Two weeks into Google summer of code

As I have now completed two full weeks as a Google summer of code student, things have got so much better now. I have learned quite a lot about open source communities and how good software is written. Most importantly I have learned a lot about the Python programming language.

As I have mentioned in my previous blogs that my project is based on building up an Automatic Forecasting module for the Statsmodels package which would help in automatically setting up time series models. I have been able to successfully meet my targets for the same. During the first week, my objective was to complete a simple module that would take a given range of parameter for SARIMAX models and would select the best combinations of parameters (p, q, i.e., Autoregressive and moving average parameters respectively) based on AIC(Akaike Information criteria) values.

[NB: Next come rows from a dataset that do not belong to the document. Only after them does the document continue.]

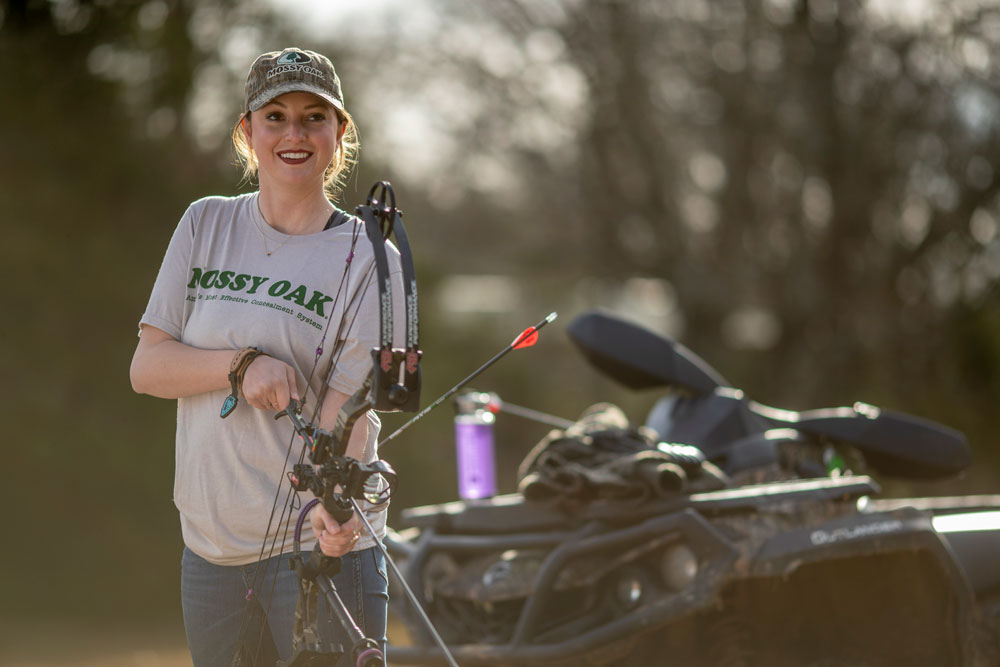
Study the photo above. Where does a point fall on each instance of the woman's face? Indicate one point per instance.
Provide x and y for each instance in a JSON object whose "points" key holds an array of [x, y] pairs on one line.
{"points": [[294, 137]]}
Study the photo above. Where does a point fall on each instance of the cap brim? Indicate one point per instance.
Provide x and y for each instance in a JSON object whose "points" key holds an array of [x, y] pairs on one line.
{"points": [[293, 87]]}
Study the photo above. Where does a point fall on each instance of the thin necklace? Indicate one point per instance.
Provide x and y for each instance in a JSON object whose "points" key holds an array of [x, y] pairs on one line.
{"points": [[263, 237]]}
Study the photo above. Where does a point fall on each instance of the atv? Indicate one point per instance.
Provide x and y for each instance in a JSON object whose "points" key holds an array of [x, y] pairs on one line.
{"points": [[720, 532]]}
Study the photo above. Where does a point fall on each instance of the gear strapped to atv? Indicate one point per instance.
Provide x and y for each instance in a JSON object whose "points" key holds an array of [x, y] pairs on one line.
{"points": [[720, 532]]}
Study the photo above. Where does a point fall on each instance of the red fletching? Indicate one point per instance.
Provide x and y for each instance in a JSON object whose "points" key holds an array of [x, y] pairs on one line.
{"points": [[527, 338]]}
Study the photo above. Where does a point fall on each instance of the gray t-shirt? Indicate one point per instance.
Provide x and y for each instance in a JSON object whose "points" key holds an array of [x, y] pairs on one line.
{"points": [[218, 289]]}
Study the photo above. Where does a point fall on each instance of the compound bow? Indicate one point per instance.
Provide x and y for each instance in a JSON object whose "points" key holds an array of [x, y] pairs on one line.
{"points": [[337, 480]]}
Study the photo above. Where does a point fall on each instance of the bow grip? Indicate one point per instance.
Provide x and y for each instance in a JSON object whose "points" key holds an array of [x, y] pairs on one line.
{"points": [[339, 508]]}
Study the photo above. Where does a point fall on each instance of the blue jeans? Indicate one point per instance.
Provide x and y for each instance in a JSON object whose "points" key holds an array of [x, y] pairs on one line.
{"points": [[221, 618]]}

The target for my second week was to design the classes and the supporting functions that the end user would require to use the models. For this part, we had split our dataset into two sets, i.e., the training set(on which the models are built) and the testing set(on which the models are validated). A part of this also included calculating different accuracy measures like MAE(Mean Absolute Error), RMSE(Root Mean Squared Error), MAPE(Mean Absolute Percentage Error), etc. which would be used to check the accuracy of our models. These accuracy measures were performed on the testing set, and the above measures were used to validate the models.

All my commits are present in a single pull request, and the fork to which I am pushing my changes can be found here at

https://github.com/abhijeetpanda12/statsmodels/tree/auto-forecast-1

Please provide me any feedback that would help in doing better for my GSoC project and my blog here.

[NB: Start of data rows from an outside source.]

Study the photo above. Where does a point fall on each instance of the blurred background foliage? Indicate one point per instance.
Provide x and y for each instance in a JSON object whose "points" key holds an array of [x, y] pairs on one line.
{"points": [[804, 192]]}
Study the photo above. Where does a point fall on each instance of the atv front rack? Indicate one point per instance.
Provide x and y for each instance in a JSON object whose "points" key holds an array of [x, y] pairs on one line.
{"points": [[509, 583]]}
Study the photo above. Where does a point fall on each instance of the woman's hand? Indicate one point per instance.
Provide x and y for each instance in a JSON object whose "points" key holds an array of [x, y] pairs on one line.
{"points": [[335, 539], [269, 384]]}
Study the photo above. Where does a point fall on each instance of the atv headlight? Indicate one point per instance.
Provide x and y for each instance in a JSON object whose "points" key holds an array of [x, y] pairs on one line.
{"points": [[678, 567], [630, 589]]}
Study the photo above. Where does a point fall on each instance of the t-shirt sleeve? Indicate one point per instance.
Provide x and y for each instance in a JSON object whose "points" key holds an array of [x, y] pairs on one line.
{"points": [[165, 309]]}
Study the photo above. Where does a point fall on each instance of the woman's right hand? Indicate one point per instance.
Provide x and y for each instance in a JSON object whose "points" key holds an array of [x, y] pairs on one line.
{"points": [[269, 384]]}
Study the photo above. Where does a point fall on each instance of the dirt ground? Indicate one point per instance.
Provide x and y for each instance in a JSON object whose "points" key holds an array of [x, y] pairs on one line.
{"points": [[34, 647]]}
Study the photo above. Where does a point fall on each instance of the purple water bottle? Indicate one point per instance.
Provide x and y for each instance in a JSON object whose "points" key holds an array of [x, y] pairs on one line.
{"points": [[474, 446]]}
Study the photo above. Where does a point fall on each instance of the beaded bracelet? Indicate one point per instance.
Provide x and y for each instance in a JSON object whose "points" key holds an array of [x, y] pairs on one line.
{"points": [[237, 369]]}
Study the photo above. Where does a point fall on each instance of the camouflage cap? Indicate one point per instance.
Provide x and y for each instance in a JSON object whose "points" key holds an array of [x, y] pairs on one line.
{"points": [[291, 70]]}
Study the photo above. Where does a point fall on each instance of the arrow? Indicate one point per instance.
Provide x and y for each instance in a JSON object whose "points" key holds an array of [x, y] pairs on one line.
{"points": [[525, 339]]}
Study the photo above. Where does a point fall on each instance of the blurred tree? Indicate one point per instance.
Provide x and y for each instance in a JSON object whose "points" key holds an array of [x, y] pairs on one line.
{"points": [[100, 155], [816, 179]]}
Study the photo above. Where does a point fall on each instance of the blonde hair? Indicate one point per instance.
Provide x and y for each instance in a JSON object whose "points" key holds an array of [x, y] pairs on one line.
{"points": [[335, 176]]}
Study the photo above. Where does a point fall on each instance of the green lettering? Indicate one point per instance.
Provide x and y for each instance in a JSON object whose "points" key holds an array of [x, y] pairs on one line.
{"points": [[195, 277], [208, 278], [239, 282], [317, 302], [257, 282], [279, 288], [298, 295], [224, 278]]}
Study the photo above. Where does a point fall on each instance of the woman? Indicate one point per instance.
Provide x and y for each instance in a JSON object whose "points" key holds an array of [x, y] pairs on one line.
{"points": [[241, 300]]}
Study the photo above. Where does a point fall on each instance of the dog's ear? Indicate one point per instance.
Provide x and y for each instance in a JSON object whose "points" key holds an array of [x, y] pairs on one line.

checkout my code contributions

In response to the recent requirement of putting up a blog for posting my code publically (with new code at least once a week), I would like to provide the link of the branch where I commit my code

https://github.com/abhijeetpanda12/statsmodels/tree/auto-forecast-1

This branch contains all my code contributions to the local forked statsmodels repository. So far I am even with my first-week target and looking forward to work on my second-week milestone.

My project is about building an automatic forecasting module for the statsmodels package. This module would help in automatically determining the parameters for different time series models(SARIMAX and ES).

Say hello to the summer of code

This Summer is going to be great. It was my first attempt at GSoC and I’m glad I made it through.
I have been selected as a Google Summer of Code 2018 student at Statsmodels under the Python Software Foundation where I’ll be responsible for developing an Automatic forecasting model for time-series data.
The aim of the project is to implement an automatic forecasting infrastructure for statsmodels similar to auto.arima()/ets() of the ‘forecast’ package in R. The goals will be to use the existing models of statsmodels like SARIMAX and ES to build a forecasting method that would automatically detect the best model and forecast values based on that model.
Automatic forecasting algorithms determine an appropriate time series model, estimate the parameters and compute the forecasts. They are appropriate for various time series patterns, and applicable to large numbers of series without user intervention.
As of now, I have planned to start my project by first creating a modular infrastructure for the complete automatic forecasting process which I should be able to fit in any new models or variations as per requirements.
I have prepared myself with all the basic requirements that I need to have in terms of theory(Statistics background knowledge) and a good hands-on the python language which would help me to give a kickstart to my project.
I’ll be updating my whereabouts for this project here on this blog.